The kids were having a fabulous time, running from tent to tent...the adults had the best time as well...it was fun catching up with everyone.
I was telling some of the people in our group how sick Mom was and on Friday Janet called me to say that the hospital let her know it would be "soon" but not this weekend. She asked specifically because she knew we were camping and Jimmy had planned to visit next weekend...but the hospital was pretty positive that it wouldn't happen this weekend.
Still I had planned to see her on Friday before we left, but we left late and I rationalized that we could stop on Sunday on the way home. In hindsight I alternately beat myself up over not seeing her that last time and then I say "well when i saw her she spoke a few words to me and called me by my name" which she hadn't done in a few months.. I don't know if I could have stood seeing her so close to the end...
Sat night/Sunday morning I slept fitfully (as I usually do when I am not in my own bed) plus we were in a tent and Kicky Mc Kickenstein (aka Kelsey) was tossing and turning in our little tent. I did dream that one of the members of our travel group knocked on our tent and told me Mom had died...and that I had cried because I didn't get to see her...and then I stopped dreaming this.
About 7am, Kurt woke up and said he was going for coffee (we were "tent camping" not wildnerness camping, btw) and when he came back he asked me if I left my phone in the car...whcih I had...he said my phone was beeping and he looked and the call was from Janet...
Of course I knew at minute he asked me about the phone that my Mom must have died...so I called at 7:30 and my sister cried as she told me. For weeks I had tried to think how that moment would feel...grief or relief? what would my first emotion be? I was a little scared to think that it would be relief...even though the last year was so freakin' bad for everyone.
I am grateful that my first emotion was grief...I sobbed quietly (because my daughter was sleeping inches from me) and then I pulled it together and asked her some specifics...and made sure she was okay (I'm the big sister, that's my job) and I apologized for not being there for her because she went to the hospital to see Mom after she passed.

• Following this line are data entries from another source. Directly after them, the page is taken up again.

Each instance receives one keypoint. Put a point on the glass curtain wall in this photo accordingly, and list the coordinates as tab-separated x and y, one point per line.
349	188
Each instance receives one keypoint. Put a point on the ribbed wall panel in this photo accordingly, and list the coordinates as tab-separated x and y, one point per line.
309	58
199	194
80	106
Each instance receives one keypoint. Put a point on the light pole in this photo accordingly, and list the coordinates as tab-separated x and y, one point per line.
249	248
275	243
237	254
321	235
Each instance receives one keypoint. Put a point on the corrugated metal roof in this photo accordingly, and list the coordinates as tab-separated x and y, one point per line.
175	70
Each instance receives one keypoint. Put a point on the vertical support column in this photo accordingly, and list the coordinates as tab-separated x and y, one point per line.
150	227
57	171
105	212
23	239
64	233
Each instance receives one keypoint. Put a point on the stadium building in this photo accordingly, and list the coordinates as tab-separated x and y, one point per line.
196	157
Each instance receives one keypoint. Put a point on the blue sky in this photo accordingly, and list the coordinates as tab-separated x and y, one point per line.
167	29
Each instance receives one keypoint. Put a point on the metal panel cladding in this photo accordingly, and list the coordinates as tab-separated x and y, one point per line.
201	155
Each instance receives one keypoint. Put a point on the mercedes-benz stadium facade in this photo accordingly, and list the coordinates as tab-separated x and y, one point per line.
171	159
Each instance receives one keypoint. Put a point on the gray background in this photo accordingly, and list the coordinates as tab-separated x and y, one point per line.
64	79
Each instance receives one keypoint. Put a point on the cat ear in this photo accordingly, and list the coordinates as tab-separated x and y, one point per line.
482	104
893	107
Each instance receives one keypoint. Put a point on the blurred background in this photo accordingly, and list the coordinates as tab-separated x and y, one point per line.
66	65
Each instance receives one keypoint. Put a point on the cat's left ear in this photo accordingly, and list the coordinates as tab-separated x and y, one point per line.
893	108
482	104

Kelsey woke a few minutes later and I told her Mema went to heaven...this was a pretty abstract concept for her, so she hugged me and then went to play with her friends...I was glad that she was distracted so I could pull myself together...
We were about 2 hours from my sister's so we packed our campsite fairly quickly, told the families what happened and left to go to her house...we had some decisions to make and the dreadful calls to handle...
So Mom died on 8/29, we waked her on 8/31 and interred her next to our Dad on 9/1, which was my 50th birthday...for the first time in my whole life my Mom wasn't there to wish me happy birthday...it hurt....
Mom, I hope you are happily reunited with Daddy and Nanny (my Grandmother) in Heaven...this brings me a little comfort...but three weeks later (as I am really writing this) I cannot bring myself to go to Church....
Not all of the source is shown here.